Spontaneous recovery within 6-8 weeks: With the first three birds I didn't obtain Baytril for about that period, so I agree that spontaneous recovery can't be ruled out - though Schrag's point about the impossibility of treatment of salmonellosis at the neck-torsion stage should be borne in mind: one of these three birds was a dire case - she couldn't hold her head up or straight at all. Then, two years later I was able to treat another bird that hadn't shown symptoms until just two days previous. She cleared up within ten days, ie 12 days after onset. This tends to link recovery to the treatment with antibiotic rather than otherwise.

Drug-resistant bacteria: Accepted, but witholding treatment from a favorite bird is hardly going to help an already dire situation. If the condition **is** caused by samonella then obviously an antibiotic could do the pigeon a lot of good, so all the more reason to try.


----------



## Feefo

Hi Romilly,

I only became aware of online veterinary advice today. Did you have to pay or become a member of the organisation to recieve advice? If so, how much did it cost? Was the online vet happy to diagnose ferals? It sounds like a link that could prove useful in emergencies!

Cynthia


----------



## Mary L

It is of my opinion that the PMV of today has mutated to a less virulent strain then when it first appeared in the State's in the 80's. We had a very nice Jacobin come down with PMV in 95 and it took a good six months before the bird recovered enough to eat on her own. We also administered a 21 day course of baytril to ward of any opportunistic infections. The bird was completely paralyzed and her neck was so twisted that at times it was hard to tell which way it went. Keeping this bird alive became a family affair and both my husband and I took turns dropping grains down her throat as we didn't know how to tube feed at the time. We thought she had made a complete recovery but about 4 months later she had a relapse and succumbed to the disease. My advice is vaccinate your birds for PMV because this disease can be heartbreaking and it is a small price to pay for the health of your birds.

Mary


----------



## Feefo

Mary,

You're right and of course vaccination is essential. But the pigeons that Romilly treated were rescued ferals, so that was never an option.

The information that I have read on PMV doesn't ever mention relapses and yet this seems to be something that a few of us have experienced. My Feefo had her relapse about 6 months after recovery, but she has survived for over two years in all. There was a slight improvement last summer, when she was suddenly able to fly up to her perch, but then she got worse again. I just wish I could find some way of helping her!

Cynthia


----------



## Romilly

John -

Thanks for the welcome. We've met before, of course, and I'm going to put a link to your very nice site right here - http://www.users.globalnet.co.uk/~pidgie/index.htm - in case people haven't visited. Long live Pidgie and others we love who have gone.
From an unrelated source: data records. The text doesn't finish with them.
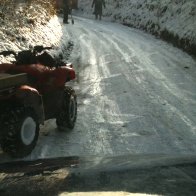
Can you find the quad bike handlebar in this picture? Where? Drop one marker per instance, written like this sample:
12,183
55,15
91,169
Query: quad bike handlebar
7,53
31,56
38,49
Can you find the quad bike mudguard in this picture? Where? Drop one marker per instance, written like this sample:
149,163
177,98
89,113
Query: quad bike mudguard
30,97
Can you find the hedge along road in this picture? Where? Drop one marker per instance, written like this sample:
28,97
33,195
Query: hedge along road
136,95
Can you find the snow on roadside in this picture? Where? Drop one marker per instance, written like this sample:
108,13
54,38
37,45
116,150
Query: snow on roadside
172,20
32,31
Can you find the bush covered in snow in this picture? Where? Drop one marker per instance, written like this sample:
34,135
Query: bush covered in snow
172,20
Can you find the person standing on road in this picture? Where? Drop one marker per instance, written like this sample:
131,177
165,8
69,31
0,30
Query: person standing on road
98,4
66,10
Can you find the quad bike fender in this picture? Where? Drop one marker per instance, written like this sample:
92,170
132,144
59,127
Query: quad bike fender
30,97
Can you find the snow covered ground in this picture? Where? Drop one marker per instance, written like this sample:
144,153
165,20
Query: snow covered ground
136,94
172,20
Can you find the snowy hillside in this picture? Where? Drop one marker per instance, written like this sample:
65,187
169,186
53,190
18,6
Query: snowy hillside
172,20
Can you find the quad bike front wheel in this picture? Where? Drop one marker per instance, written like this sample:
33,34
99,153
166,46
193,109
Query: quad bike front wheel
20,132
68,114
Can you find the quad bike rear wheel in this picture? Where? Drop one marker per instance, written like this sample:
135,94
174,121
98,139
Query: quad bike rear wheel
68,114
20,132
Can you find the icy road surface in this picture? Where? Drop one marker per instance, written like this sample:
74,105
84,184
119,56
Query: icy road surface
136,95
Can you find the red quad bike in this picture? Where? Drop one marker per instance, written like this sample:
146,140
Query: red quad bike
32,90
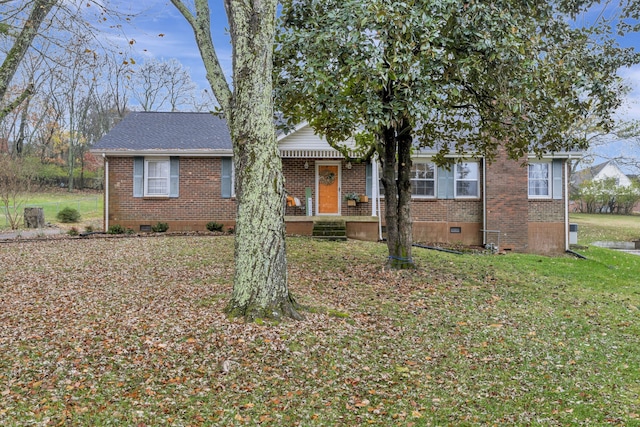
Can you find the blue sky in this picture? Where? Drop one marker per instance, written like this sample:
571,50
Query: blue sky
155,17
160,17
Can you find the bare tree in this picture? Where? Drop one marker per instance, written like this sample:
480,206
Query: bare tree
29,28
163,84
14,186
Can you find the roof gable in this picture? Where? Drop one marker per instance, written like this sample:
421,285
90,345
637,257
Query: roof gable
163,131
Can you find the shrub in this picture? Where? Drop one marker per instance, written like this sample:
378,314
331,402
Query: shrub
115,229
214,226
160,227
67,215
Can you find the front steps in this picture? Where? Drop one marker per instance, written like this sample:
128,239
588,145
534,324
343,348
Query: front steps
330,230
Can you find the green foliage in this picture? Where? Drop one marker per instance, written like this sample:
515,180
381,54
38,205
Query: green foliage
463,340
214,226
467,75
115,229
68,215
160,227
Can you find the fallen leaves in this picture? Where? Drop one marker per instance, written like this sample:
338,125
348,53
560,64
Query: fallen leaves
131,332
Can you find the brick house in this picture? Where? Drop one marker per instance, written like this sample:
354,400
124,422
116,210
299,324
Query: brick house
177,168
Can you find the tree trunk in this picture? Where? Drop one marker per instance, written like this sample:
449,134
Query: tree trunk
260,283
397,156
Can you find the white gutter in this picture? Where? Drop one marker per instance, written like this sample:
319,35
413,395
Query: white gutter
164,153
106,192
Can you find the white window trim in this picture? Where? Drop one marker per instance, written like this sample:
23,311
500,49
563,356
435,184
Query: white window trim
456,180
549,194
435,180
146,175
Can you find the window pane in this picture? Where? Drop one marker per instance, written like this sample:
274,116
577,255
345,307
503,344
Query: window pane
466,179
467,171
158,177
467,189
539,179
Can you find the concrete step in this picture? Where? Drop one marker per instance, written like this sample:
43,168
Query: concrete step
330,230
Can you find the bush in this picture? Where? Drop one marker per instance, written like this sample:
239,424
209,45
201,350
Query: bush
214,226
160,227
115,229
68,215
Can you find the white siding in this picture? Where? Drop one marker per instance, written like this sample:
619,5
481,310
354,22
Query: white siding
305,139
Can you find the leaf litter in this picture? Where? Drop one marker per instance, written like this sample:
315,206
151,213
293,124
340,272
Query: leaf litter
132,332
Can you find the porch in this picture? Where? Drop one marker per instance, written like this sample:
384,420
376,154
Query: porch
358,227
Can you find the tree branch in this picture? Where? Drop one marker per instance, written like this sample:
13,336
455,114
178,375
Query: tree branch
201,25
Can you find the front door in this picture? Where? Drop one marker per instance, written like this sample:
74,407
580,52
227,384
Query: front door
328,188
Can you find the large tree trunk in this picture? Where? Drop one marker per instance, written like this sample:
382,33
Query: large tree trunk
260,282
396,152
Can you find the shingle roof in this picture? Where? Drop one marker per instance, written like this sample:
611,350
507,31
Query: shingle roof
164,131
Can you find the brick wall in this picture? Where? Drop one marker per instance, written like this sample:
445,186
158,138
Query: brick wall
525,225
199,198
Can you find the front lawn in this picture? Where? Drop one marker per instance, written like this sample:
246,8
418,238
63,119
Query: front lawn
130,331
88,203
606,227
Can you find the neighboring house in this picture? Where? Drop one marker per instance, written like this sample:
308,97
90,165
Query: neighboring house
177,168
608,169
612,203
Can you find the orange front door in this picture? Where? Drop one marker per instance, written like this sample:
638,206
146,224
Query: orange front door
328,190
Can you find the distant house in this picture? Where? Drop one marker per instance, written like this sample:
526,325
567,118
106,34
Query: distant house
177,168
602,171
606,201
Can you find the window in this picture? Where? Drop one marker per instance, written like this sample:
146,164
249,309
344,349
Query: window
156,176
423,179
540,180
156,172
467,179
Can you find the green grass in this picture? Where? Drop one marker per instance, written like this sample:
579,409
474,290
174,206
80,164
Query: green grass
130,331
605,227
89,204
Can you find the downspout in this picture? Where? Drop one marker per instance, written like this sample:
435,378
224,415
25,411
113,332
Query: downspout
106,192
566,203
484,201
375,183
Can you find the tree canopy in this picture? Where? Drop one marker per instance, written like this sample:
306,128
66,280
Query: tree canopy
465,73
467,77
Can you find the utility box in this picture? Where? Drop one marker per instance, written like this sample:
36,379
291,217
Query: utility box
573,234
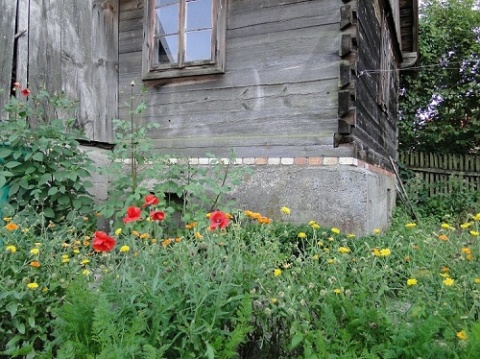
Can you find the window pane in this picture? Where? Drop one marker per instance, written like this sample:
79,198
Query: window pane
198,45
167,20
168,49
199,15
165,2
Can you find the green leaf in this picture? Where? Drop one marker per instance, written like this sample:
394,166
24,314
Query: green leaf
12,308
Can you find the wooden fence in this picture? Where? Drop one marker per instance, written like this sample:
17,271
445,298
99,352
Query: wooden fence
435,170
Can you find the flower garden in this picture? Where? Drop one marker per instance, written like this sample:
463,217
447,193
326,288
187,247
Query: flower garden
238,285
169,269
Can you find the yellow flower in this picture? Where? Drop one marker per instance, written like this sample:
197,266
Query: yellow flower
335,230
448,282
344,250
124,249
411,282
462,335
11,249
443,237
32,286
11,226
385,252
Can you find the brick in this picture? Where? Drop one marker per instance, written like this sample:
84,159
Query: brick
315,161
330,161
261,160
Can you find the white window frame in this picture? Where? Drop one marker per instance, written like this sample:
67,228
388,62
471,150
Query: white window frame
216,64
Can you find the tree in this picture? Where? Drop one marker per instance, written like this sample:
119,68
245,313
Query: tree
440,97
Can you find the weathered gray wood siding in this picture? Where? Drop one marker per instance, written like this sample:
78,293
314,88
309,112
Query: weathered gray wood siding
375,128
278,96
69,46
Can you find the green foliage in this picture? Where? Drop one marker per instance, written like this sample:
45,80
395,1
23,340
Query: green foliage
41,164
440,106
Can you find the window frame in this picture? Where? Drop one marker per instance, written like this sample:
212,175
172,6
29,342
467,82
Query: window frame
216,64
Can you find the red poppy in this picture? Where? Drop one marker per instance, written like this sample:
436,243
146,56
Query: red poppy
133,214
157,215
150,199
218,219
103,242
25,92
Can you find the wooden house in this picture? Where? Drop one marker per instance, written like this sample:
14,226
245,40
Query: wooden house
304,91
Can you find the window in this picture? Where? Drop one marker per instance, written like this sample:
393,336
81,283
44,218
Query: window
183,38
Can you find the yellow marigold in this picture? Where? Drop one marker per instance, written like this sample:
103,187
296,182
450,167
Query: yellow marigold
344,250
443,237
32,286
11,249
448,282
462,335
11,226
385,252
335,230
466,225
411,282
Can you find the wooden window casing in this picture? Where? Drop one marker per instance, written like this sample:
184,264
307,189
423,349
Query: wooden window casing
181,66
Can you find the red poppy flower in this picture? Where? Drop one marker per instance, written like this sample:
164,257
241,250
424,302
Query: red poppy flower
218,219
157,215
25,92
150,199
133,214
103,242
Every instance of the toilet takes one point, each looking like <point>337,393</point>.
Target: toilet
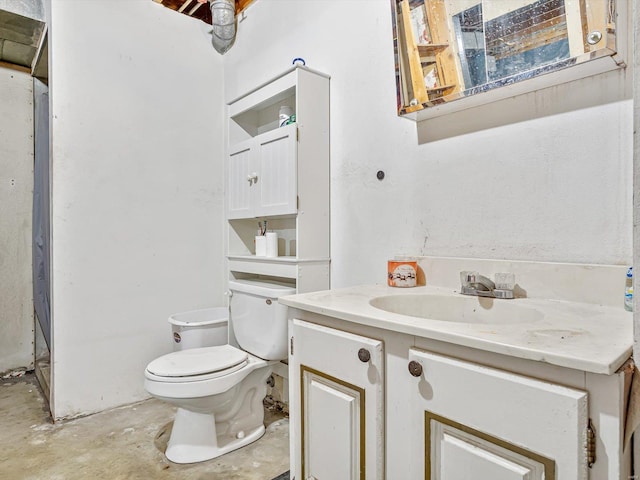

Thanks for reminding me about this site. I visited about a year ago when it was under construction, put it in my favorites and - well, there are so many other things to do. I was very moved by the story of Red, the blind racing pigeon, and of a squab (Sara or another, I'm not sure) which I think one of the site owners raised until it could fly, and felt it was going to be a nice, pigeon-friendly site and not snooty about wild pigeons. It's quite a challenge to imagine what the world is like for a blind-from-birth bird, and I've often thought about Red.

Anyway, here I am dipping my toes into a contentious subject on which opinions are obviously going to vary. Do hope your work allows you some day to have more delightful guests on your balcony.


----------



## Romilly

Cynthia -

Thanks for your welcome too. Only four of us in the uk - oh dear. There's a lot of nasty, frighteningly irrational prejudice about, maybe that's why.

Re the online veterinary advice I received. I'm not absolutely certain it was ARPU because I can't locate the correspondence - the emails may even be on an old computer which I don't really have time to go fishing about in. I checked the ARPU site before replying to Whitewings (see above) but it wasn't at all clear how you got beyond the first page (!!), there was no mention of online advice AND it crashed my computer twice. If I do find out who it was I'll post it up, but I must have been very lucky to get the advice, presumably intended for owners of valuable racing birds!

The couple or so links this site has for medical advice look useful - reached via the Emergency care and treatment link on the Index (home) page. I'm sure you've seen them. The Chevita diagnostic list looks very useful and I shall be using it myself. It's not clear how the "Contact a veterinarian trained in avian medicine or post questions on Pigeon-Talk" link works as all that happens is you end up in the discussion forums main page. Maybe the site owners will clarify that one. It would indeed be useful to have online experienced advice. I'd be prepared to pay, maybe in the form of an annual insurance-type premium. Upper leg breaks need skilful veterinary attention - I had one bird who was delighted after a cleverly inserted pin fixed a horrible break.

Otherwise I use Schrag's book (Healthy Pigeons, 5th English edition, Schober Verlags-GmbH 1985), which in the uk can be bought from Nigel Cowood, [email protected], for £8, including post. It's not the greatest book and the english is pretty awful but pigeon people apparently swear by it. It became necessary to have a reference book when I decided to keep a bird - born in my study to two of my treated wild birds - as a domestic pet. He's a little charmer and I wouldn't want to be caught out if something happens.


----------



## WhiteWingsCa

Romilly:

Of course, you should always try your utmost to help a bird recover. And Baytril, as mentioned, appears to be a "silver bullet" in cases that are treatable by antibiotics, including the secondary infections that can attack a bird already in a weakened condition. A bird with PMV that is suffering from further illness of course is going to take a LOT longer to recover than one that has PMV alone.

I never meant to say that you should't use antibiotics....simply that no one should expect an antibiotic to "cure" PMV, because it won't, and that is how your post came across. 

Treating with Baytril will help it get stronger, so it can fight off the virus. The Baytril is not killing the virus...it is simply helping the bird with the secondary infections, which will obviously speed recovery.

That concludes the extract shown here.